Steve King supporters present signs at the "Stand Up & Vote Out: Rally against Steve King," in the free speech zone on Nov. 1.

Other speakers also gave their support for Scholten, the Democratic challenger for King’s congressional seat. Just as organizers were critical of King, the College Republicans had their own critiques of Scholten.

“I understand that he’s traveled a lot with his baseball career, but he doesn’t even own his own home out here,” said Tony Damiano, member of College Republicans and graduate student in statistics. “His dad owns his home.”

It’s true that Scholten lives in his parent’s old house, but Scholten said he has been paying the mortgage for the past year and a half he’s lived within the walls of his childhood home.

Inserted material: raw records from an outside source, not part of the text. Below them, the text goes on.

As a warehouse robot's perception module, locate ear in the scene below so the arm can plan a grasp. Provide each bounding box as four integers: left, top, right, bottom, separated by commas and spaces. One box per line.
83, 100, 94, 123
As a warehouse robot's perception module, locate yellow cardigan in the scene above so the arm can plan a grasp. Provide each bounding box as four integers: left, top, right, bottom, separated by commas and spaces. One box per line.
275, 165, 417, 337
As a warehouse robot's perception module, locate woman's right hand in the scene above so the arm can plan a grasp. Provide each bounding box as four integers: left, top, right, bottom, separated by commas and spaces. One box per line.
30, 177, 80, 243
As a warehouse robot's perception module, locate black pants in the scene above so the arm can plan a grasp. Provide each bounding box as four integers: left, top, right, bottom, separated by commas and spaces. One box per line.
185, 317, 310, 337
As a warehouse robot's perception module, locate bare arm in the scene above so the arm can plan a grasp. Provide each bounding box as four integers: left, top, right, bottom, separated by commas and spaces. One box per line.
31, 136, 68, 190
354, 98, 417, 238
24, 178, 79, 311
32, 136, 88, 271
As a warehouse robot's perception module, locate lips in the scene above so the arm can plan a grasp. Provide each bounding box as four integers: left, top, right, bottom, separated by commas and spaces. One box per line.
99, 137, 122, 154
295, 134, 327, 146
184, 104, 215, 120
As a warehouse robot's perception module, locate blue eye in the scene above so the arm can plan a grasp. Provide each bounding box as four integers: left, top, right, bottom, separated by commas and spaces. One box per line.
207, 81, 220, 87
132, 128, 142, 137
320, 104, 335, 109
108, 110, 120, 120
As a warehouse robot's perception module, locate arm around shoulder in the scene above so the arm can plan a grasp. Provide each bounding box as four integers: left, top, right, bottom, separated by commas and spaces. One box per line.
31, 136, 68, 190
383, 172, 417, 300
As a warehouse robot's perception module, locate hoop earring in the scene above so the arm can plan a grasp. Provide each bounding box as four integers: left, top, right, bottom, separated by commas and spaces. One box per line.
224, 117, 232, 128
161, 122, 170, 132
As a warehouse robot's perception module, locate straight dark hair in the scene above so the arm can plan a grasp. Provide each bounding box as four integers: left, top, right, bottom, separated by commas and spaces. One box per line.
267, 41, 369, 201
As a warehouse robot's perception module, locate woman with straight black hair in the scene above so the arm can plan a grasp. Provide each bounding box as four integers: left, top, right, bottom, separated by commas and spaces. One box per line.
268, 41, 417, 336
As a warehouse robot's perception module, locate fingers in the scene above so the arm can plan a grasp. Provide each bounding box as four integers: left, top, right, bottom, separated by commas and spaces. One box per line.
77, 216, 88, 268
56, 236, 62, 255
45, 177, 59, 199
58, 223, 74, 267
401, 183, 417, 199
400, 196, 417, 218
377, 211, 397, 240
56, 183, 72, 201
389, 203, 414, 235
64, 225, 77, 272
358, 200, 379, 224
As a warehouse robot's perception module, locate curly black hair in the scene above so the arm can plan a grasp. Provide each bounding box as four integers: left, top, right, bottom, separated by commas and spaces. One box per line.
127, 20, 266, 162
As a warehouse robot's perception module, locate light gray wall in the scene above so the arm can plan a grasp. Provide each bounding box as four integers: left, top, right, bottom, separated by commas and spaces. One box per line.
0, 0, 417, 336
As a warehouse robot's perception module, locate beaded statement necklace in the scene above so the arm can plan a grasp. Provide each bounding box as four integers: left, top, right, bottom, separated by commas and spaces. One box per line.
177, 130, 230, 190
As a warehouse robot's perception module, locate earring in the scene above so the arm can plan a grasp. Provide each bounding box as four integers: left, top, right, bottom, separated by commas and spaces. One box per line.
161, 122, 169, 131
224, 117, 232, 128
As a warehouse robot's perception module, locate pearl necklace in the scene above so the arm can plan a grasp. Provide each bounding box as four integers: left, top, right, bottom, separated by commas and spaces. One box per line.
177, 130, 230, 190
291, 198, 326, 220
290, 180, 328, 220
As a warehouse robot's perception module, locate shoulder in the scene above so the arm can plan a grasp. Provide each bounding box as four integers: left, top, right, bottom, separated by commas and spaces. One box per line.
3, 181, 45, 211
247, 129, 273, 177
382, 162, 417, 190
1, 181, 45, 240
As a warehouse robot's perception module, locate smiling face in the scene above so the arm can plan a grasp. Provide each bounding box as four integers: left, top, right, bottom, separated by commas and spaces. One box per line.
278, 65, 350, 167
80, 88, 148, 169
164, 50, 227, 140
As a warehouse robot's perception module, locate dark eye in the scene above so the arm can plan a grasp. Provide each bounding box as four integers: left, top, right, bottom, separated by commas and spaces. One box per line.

“It’s true, I’m not a homeowner,” Scholten said. “My parents live out of state now, so it’s hard to get all the paperwork in order. We’re working on the getting the house put in my name, but it’s a long process.”

Damiano also said that Scholten was unclear on what he stood for, and that he takes donation money from outside the state.

“He says he’s a pro-choice Catholic, and he didn’t really explain his position to me when I met him,” Damiano said. “He also gets campaign donations from Maine and California, all sorts of states outside Iowa. How can we trust him to represent Iowans?”

Scholten has raised more than $1.6 million since he began his campaign two years ago, and he said it’s true some of that money comes from out-of-state donors.

“In the past four quarters we’ve outraised King in all 39 counties in District Four,” Scholten said. “We do get money from out of the state, but that money isn’t coming from corporate super PACs. It’s coming from real people.”

Damiano went on to say the people of District Four really like King. That’s why they’ve voted him back into office since the district was created in 2012.

“His constituents want him, they’ve made that clear,” Damiano said.

He also pointed out that Rep. Steve Stivers, the committee chair who denounced King, didn’t support Donald Trump either.

“People will hate on people that are different,” Damiano said. “The GOP is splitting, but I think King is a great congressman and he represents his district.”